(NEXSTAR) — Northern U.S. states from New York to Washington and potentially into Iowa may be able to see the northern lights Sunday, current forecasts show.
In an alert issued Sunday morning, NOAA’s Space Weather Prediction Center warned of a moderate geomagnetic storm, sparked by an Earth-directed coronal mass ejection, or CME.
CMEs are explosions of plasma and magnetic material from the sun that can impact navigation, communication and radio signals on Earth. They’re also able to cause auroras by creating currents in Earth’s magnetic fields that send particles to the North and South Poles, which then interact with oxygen and nitrogen, according to NASA.
The current Earth-directed CME was sparked by a filament eruption on Friday, the SWPC says. It is expected to impact us late Sunday, causing G1-level geomagnetic storms (the lowest level on the five-point scale). G2 storms are likely for Monday.
The SWPC’s current forecast shows Canada and Alaska, blanketed in red in the image below, have the greatest likelihood of seeing the northern lights on Sunday. NOAA predicts the southern extent of the auroras — depicted by the red line on the image below — could reach as far south as northern Nebraska and central Iowa.
That means residents in Washington, northern Idaho, Montana, northern Wyoming, North Dakota, South Dakota, Minnesota, Wisconsin, northern Illinois, Michigan, parts of New York, Vermont, New Hampshire, and Maine may also have the chance to see the aurora.
While the SWPC is expecting stronger geomagnetic storms for Monday, the forecast isn’t as promising. Alaska and Canada still have a chance to see the northern lights, but the opportunity is slim for those in northern Montana, North Dakota, northern Minnesota, northern Wisconsin, and Michigan’s Upper Peninsula.
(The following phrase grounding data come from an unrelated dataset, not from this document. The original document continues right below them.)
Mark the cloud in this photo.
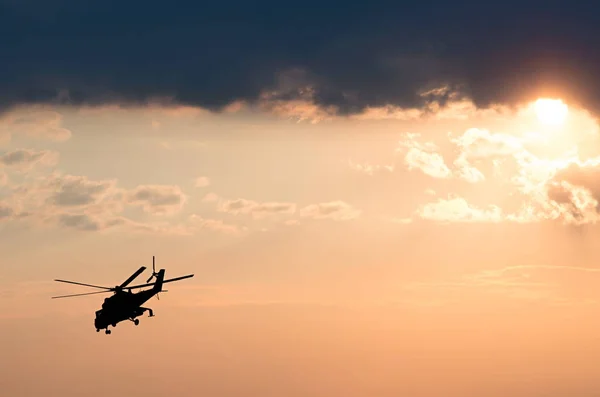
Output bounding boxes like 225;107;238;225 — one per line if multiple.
404;147;452;179
397;133;452;179
417;196;503;223
210;194;361;223
452;156;485;183
449;128;525;183
56;213;106;231
194;176;210;188
348;160;395;176
395;128;536;184
125;185;187;215
389;124;600;225
299;201;361;221
44;174;119;208
7;173;127;230
542;160;600;224
0;108;71;142
4;2;600;118
452;128;523;159
0;148;59;171
2;172;212;234
217;198;296;219
350;92;510;122
257;87;337;123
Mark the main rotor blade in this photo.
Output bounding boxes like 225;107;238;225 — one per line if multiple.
54;279;112;290
51;290;112;299
163;274;194;284
119;266;147;289
126;274;194;290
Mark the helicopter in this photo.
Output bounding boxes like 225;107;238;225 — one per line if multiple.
52;256;194;334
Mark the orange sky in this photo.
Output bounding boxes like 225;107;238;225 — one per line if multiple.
2;96;600;396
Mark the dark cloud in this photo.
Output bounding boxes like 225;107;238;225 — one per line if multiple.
57;213;100;231
2;1;600;115
125;185;186;215
0;149;44;166
0;148;58;169
46;175;116;207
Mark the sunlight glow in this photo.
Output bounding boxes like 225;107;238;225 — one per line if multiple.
534;98;568;126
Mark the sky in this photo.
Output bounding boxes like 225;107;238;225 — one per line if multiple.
3;1;600;396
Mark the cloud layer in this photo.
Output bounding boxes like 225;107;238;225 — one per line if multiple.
3;1;600;116
382;103;600;226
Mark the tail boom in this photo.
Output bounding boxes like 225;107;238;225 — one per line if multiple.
152;269;165;293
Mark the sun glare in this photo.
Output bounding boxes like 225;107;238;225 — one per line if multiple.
534;98;568;126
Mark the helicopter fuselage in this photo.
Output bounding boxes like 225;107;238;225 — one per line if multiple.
94;269;165;333
94;289;157;330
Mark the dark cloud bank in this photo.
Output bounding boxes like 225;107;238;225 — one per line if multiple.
2;0;600;115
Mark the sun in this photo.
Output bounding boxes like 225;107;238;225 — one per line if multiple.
533;98;568;126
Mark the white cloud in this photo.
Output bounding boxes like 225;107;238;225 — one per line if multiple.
453;155;485;183
404;147;452;179
397;133;452;179
348;160;395;175
417;196;503;223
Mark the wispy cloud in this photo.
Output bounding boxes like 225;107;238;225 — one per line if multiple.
347;160;395;176
299;201;361;221
218;198;297;219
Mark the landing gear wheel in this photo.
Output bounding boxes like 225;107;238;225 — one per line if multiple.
105;329;111;335
134;319;139;326
96;329;100;332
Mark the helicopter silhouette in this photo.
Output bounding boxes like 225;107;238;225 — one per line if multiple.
52;256;194;334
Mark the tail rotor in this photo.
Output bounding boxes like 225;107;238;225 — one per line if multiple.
146;256;167;300
146;256;159;283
However, the SWPC reported Friday that in addition to the Earth-directed CME, a coronal hole high speed stream, or CH HSS, was spotted on the sun. Like CMEs, a CH HSS can cause geomagnetic storms on Earth reaching G1 or G2 levels — which could, in turn, spark more northern lights.
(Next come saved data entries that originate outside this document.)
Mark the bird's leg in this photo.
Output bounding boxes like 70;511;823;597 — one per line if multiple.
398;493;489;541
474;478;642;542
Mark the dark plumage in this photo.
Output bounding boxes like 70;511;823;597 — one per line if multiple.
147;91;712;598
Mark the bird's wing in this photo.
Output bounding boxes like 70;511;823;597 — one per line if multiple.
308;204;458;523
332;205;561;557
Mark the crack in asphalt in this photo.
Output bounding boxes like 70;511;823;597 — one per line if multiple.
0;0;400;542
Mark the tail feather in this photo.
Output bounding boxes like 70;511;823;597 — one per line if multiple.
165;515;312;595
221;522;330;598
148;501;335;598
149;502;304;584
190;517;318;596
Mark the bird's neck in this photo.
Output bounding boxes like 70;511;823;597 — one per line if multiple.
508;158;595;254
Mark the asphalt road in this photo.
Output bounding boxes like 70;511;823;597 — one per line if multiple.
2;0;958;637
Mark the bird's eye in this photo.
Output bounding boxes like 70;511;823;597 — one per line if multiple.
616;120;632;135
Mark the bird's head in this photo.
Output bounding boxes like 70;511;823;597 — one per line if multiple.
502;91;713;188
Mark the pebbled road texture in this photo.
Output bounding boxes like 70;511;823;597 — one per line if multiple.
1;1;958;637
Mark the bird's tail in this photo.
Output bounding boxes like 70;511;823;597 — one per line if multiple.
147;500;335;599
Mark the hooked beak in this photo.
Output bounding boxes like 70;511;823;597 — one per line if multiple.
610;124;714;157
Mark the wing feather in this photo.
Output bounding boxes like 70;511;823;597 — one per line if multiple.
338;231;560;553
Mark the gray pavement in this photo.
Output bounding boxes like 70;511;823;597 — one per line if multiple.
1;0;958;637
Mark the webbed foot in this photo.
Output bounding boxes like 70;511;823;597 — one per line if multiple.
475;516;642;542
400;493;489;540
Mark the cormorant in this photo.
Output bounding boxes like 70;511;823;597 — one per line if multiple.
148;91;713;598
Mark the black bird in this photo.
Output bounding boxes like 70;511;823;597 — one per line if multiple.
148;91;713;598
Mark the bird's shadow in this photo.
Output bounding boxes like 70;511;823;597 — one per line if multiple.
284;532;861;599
That CH HSS “will likely affect Earth” between Wednesday and Friday, the SWPC said. Aurora forecasts for those days won’t be available until at least Tuesday (the SWPC only shares forecasts for the current day and the next).
We may see even more of the northern lights in the coming months.
The sun is reaching the peak of Solar Cycle 25, an 11-year period in which the sun flips its magnetic poles, sparking space weather like CMEs and CH HSSs. New forecasts show it could come quicker and be stronger than previously thought from January to October next year.
That could not only mean more northern lights occurrences — with possibly more opportunities for those in the southern U.S. to see them — but impacts on our infrastructure.
An added bonus of the current solar cycle? The April 8, 2024, total solar eclipse will occur near cycle maximum, meaning a good show for skywatchers, NOAA explains.